The underworld in Boston was a small, dirty world. Word traveled fast along the backways and alleyways of slavecatchers and kidnappers of men. The allies fell into the shadows of the criminal underground. A month later, they had made it to Montreal like many runaway slaves. They were outside of U.S. jurisdiction and would never face punishment for their seedy crimes against humanity.
In the Sheriff’s Office, the Senator warned he had allies in the shadows who would seek their revenge if harm came to him. The Sheriff replied, “I do not desire your execution for a double murder and threat of murder. I am much more content with doing my duty as an officer of the court. But know this Senator…if harm should befall me, my deputies would avenge my death—and some of them are abolitionists.”
The Senator went silent as the reality of execution settled in.
The District Attorney filed an indictment for two counts of murder and one count of threatened murder. To avoid the gallows, the Senator was willing to lose all. He chose life over possible hanging. In the plea bargain which was sealed by agreement of the state and the Senator, the Senator would resign from political office and be barred from ever holding a public office or office of trust for his life. The price for life was political destruction, a forced resignation from the U.S. Senate and reputation ruined. There was some grumbling in the District Attorney’s Office, however, securing a death sentence of a powerful U.S. Senator from any judge might be nearly impossible.
The District Attorney did the best he could with what he had.
Once the Senator resigned in a one-sentence resignation letter to the good people of Massachusetts, the Chief Justice resigned out of conscience the same day. The Chief Justice never explained the reason for his sudden resignation. Both Senator Webster and the Sheriff kept the Chief Justice’s confidence so as to save his dignity and reputation. A story was created in the White family for descendants to remember.
*
In his last public act, the Chief Justice and fellow justices of the Massachusetts State Supreme Court admitted James Moore Scott to the state bar as a Colored American, citizen of the Commonwealth of Massachusetts and the United States of America. The ceremony was a small, private affair before the burial of clerk George Langston as a Black man.

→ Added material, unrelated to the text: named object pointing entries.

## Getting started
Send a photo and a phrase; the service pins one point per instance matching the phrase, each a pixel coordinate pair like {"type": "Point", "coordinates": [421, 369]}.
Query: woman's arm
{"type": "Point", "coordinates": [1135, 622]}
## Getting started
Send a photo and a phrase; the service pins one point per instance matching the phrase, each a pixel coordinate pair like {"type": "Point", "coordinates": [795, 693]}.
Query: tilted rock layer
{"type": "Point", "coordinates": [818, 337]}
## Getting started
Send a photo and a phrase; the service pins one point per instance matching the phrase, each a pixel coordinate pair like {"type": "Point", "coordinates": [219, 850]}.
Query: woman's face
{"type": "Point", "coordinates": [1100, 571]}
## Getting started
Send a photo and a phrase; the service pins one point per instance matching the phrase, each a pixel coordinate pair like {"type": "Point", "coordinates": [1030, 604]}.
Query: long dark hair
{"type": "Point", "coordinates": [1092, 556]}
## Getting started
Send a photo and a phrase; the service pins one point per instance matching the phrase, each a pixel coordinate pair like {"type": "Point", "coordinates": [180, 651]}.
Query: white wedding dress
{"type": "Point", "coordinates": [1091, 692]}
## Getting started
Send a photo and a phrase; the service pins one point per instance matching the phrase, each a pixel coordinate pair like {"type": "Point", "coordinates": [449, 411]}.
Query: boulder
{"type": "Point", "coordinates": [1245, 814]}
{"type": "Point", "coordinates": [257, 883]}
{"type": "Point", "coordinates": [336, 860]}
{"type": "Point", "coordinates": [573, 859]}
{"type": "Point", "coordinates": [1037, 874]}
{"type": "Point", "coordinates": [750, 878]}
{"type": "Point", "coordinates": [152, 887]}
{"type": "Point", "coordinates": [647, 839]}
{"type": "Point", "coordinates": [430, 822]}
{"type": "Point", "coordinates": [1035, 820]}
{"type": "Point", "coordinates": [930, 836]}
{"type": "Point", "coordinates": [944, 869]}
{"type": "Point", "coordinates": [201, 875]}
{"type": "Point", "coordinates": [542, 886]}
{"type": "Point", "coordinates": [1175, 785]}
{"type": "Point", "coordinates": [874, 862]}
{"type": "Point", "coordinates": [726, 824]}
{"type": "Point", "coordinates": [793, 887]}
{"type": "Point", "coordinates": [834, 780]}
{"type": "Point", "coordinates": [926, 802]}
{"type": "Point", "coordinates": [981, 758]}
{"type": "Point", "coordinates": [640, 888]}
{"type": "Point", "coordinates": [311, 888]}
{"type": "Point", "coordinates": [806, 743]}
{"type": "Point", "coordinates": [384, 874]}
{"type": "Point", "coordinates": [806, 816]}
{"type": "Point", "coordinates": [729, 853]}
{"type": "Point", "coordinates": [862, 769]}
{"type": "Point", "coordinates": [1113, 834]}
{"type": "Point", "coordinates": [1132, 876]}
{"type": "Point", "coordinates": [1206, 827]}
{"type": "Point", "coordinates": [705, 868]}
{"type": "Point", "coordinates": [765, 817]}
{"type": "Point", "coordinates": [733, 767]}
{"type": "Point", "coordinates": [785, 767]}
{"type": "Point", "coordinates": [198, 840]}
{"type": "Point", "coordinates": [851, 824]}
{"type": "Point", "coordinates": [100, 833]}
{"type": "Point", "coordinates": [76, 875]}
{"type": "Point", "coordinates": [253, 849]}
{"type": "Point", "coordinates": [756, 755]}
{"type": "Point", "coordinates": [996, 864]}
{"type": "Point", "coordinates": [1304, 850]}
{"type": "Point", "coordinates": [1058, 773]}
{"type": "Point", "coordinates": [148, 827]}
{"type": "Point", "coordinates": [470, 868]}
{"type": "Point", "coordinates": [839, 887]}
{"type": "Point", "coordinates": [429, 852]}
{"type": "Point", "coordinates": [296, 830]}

That evening, James wrote his Uncle Alexander in Brownington, Vermont about his admission to the state bar. The orphaned William C. wrote Rev. Alexander Twilight about the human condition and family.
*
A few days later, Rev. Twilight returned home from a vigorous day in the classroom. He enjoyed teaching his students. His mission in life was to develop the best boarding school in Vermont. Many educators believed he had already accomplished his goal. Rev. Twilight led a charmed life, many felt. He might have a little colored blood in him but so what? He was a blessing to the small border town of Brownington. Twilight retrieved his mail for the day and prepared his sermon for Sunday’s service. He was inspired by a Jane Austen novel to preach about prejudice and perseverance. He worked into the late afternoon with the occasional apple cider to keep him company. Life was good.
As the sun was about to set in the western sky, Rev. Twilight saw among his correspondence a letter from William C. Nell in Boston. He went outside onto his porch and watched the sun rays disappear below the green mountains. He closed his eyes and thought about his nephew, James. Any day now, James would be admitted to the Bar, the first colored lawyer. He imagined what little Alex must look like by now. A part of his sister lived on in Little Alex. Little Alex would grow up with two strong brothers to protect and guide him. Rev. Twilight drifted off to sleep.
An owl awoke Rev. Twilight with a start. It was now dark but the moonlight gave a lunar glow to the surrounding fields and meadows. Twilight placed on his reading glasses and lit an outdoor candle. He began to read the letter from William C. under the candlelight.


And, so, justice is served but not before the damage of innocent lives.